Dark Dweller by Gareth Worthington

There is this fizzy electrostatic air about sci-fi books that just makes my heart warm and cosy like if I’m a fully charged taser ready to fight and defend our universe.

Picture by: NOLITETHOUGHTS

I needed this book like a gulp of fresh air. There is this fizzy electrostatic air about sci-fi books that just makes my heart warm and cosy like if I’m a fully charged taser ready to fight and defend our universe. Maybe it’s the fact that I grew up watching Stargate with my father or being an absolute fan of Firefly but oh man I love a good science fiction book. And if it’s a series even better. Gareth Worthington’s Dark Dweller is ticking every necessary box for a good story and even managed to get new categories as well. The characters are hilarious, the female characters are not annoyingly feminine or masculine and vice versa. The science is there and the additional bits and pieces are just the cherry on top

‘Space whales, AI confronting humans about consciousness, a 100-year-old child talking about the Six and the fulcrum, black holes and/or wormholes and even Greek mythology managed to squeeze itself into the team. just to mention a few this is what made me do a happy dance in my head every time when I sat down with this book in between my study sessions.

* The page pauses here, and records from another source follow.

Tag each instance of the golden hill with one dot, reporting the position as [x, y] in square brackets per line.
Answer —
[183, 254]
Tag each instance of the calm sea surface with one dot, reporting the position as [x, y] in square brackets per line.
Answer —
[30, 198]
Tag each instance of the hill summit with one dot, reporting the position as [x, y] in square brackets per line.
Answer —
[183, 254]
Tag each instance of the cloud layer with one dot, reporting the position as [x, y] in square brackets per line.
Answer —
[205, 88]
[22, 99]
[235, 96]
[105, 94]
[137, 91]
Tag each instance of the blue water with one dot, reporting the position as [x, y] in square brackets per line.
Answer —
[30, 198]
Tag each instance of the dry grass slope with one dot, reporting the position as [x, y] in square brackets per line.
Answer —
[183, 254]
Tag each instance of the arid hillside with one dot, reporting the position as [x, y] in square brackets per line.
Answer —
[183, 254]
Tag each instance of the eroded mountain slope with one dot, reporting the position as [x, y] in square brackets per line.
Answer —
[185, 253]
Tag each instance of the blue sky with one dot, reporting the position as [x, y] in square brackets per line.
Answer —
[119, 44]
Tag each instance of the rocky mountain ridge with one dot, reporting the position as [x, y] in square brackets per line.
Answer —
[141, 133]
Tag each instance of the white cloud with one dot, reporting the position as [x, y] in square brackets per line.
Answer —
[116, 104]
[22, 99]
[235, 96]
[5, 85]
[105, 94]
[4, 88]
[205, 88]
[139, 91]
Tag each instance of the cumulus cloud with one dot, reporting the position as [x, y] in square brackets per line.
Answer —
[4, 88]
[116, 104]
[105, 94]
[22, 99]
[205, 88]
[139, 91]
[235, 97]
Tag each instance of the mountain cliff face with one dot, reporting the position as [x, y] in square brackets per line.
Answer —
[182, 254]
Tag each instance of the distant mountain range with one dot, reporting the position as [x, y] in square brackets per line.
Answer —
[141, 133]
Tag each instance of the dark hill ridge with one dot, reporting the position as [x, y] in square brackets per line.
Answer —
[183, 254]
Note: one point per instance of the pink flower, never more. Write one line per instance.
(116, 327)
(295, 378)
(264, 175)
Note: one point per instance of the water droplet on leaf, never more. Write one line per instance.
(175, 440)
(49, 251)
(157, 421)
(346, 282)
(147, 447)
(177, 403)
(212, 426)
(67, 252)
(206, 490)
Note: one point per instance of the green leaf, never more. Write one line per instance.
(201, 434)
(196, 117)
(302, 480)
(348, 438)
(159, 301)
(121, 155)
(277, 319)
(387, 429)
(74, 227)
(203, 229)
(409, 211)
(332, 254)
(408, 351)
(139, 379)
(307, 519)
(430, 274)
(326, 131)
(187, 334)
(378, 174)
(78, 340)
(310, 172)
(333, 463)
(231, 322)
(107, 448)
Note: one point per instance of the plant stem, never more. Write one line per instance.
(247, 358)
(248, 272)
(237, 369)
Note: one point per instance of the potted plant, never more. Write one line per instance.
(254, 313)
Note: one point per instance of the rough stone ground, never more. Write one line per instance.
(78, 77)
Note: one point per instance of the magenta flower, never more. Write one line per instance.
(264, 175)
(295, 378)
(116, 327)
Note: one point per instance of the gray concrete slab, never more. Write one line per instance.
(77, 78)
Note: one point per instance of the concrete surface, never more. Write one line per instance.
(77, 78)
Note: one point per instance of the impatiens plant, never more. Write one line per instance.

Never a boring page; something always happens, and every inner monologue has the perfect length. Not too long, not too short. The narratives are jumping from one main character to another but there are no more than 3 of them so it’s easy to follow the storyline and the characters as well. 

We start out with a space crew who are on their way to Jupiter to ‘capture’ some helium. Because that’s what space capitalism looks like and our crew is trying its best to finish the ‘mission’  in a record year’s time. We start out with Dr Sarah Dallas who is the psychiatrist on the ship and a nepo baby. Meaning: the child of the wealthiest family in future space colonialism, the heir of the Interplanetary Transport Network. This little detail gives enough for one or (secretly more) of the crew members to hate her even though she is actually a very nice and humble person. So you have the necessary fight factor in the book between the crew members which is a must when you are being enclosed together in a tin can for years. The crew is very diverse both in dialect and in personality as well. You can see the story evolving into a movie in your mind’s eye. Back to the storyline: as the crew is trying to grab some helium from the gas giant Jupiter, they find an escape pod near it. As protocol dictates, they have to check on it. And when they do they find a floating girl with a fierce fighting spirit. When they take her back to the ship which by the way has the cool name Parsalus, it turns out that the girl is quite well-known. So much so that she is actually a high-lighted character in the ‘history books’ as the former Captain Kara Psomas who died in the Proxima mission (see Jupiter) a hundred years ago with her whole crew being burned up in the atmosphere. But thanks to some mind-bending science ( I can’t spoil that for you) and space magic she is not even alive but appears to be impersonating Benjamin Button better than he himself. Now the crew has to figure out what the hell is going on. 

I absolutely loved this book to pieces. It was fascinating, full of amazing and frankly trippy science that I am hopelessly passionate about since I’m studying Astronomy and Planetary Science. And on top of that gives you enough fantasy and spiritual elements to truly enjoy the book for what it is and makes you think about the BIG questions from a different angle. And I can not stress this enough, it was a rollercoaster. Not a single page could be categorized as a filler. Just full of facts, action, reasoning, hilarious dialogues and something new to learn on almost every page. Gareth Worthington is not just an excellent author and storyteller but a genius teacher. 

A huge thank you to Stephen from BlackCrow PR and Gareth Worthington for my gorgeous copy. Also for writing it in the first place and another 7 books which probably will find their way into my neverending Babel of the must-be-read pile. 

Dark Dweller is being introduced to the world on the 28th of Feb, 2023 by Dropship publishing an imprint of Vesuvian books.